In the gradient boosting, the model trained in sequential manner by minimizing the loss function of the whole system using Gradient Decent (GD) optimizer. Therefore, the GB provide more accurate prediction results by fit and update the new model parameters. Hence, a new base leaner is constructed and improve the negative gradient results from loss function related to the whole ensemble [35, 36].
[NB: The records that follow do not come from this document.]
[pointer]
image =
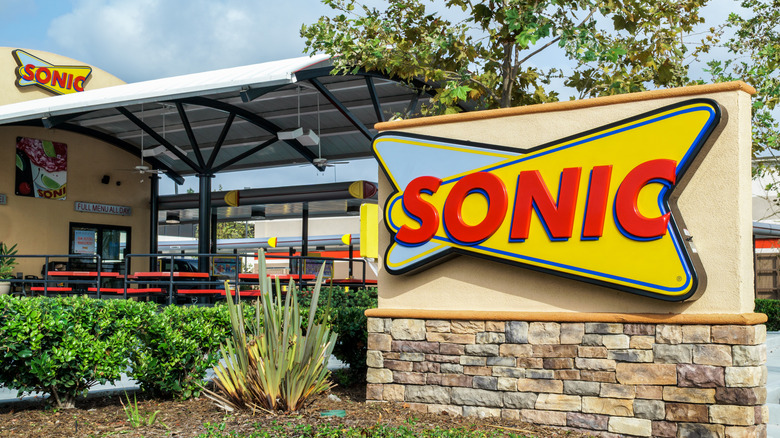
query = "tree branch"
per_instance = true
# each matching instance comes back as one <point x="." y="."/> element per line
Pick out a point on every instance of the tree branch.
<point x="556" y="39"/>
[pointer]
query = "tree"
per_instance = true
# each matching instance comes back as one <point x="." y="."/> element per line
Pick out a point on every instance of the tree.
<point x="235" y="230"/>
<point x="755" y="50"/>
<point x="487" y="56"/>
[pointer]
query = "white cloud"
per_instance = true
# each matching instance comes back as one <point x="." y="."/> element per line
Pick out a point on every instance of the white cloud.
<point x="146" y="39"/>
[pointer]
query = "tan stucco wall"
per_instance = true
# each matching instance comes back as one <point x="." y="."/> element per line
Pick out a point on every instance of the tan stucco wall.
<point x="40" y="226"/>
<point x="9" y="93"/>
<point x="715" y="205"/>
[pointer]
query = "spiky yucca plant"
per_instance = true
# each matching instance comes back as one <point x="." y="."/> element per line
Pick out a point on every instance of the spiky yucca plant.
<point x="277" y="366"/>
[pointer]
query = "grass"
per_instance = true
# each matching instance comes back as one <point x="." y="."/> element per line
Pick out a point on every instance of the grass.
<point x="339" y="430"/>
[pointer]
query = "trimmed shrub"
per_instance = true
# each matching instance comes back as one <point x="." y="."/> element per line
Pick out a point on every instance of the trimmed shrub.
<point x="64" y="346"/>
<point x="772" y="310"/>
<point x="175" y="347"/>
<point x="349" y="322"/>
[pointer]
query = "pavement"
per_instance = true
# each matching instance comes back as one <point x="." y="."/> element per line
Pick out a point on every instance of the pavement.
<point x="772" y="385"/>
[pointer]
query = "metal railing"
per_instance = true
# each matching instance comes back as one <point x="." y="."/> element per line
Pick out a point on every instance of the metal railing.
<point x="47" y="279"/>
<point x="171" y="262"/>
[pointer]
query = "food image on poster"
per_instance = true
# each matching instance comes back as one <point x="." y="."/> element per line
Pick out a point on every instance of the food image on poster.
<point x="41" y="168"/>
As the model improves, the weak learners are fitted in such a way that each new learner fits into the residuals of the preceding stage. The final model aggregates the results of each phase, resulting in a strong learner. The residuals are detected using a loss function. Mean Squared Error (MSE), for example, can be utilized for regression tasks, while logarithmic loss (log loss) can be used for classification tasks. It is worth mentioning that when a new tree is added to the model, the current trees do not alter as shown in Fig. 2. The decision tree that was introduced fits the residuals from the present model [37].

Fig. 2
figure 2

The general block diagram of Gradient Boosting algorithm

Hyperparameters are crucial elements of machine learning algorithms that can affect a model's accuracy and performance. In gradient boosting decision trees, two important hyperparameters are learning rate and n estimators. The learning rate, denoted as α, controls the speed at which the model learns. Each new tree changes the overall model, and the learning rate determines the magnitude of this change. A lower learning rate leads to slower learning, which benefits the model by making it more robust and efficient. Slower learning models have been shown to outperform faster ones in statistical learning. However, slower learning has a cost; it takes longer to train the model, which leads us to the next important hyperparameter. The number of trees used in the model is represented by n estimators. If the learning rate is low, more trees need to be trained. However, caution must be exercised when determining the number of trees to use. Using too many trees increases the risk of overfitting, which can lead to poor generalization performance of the model [38].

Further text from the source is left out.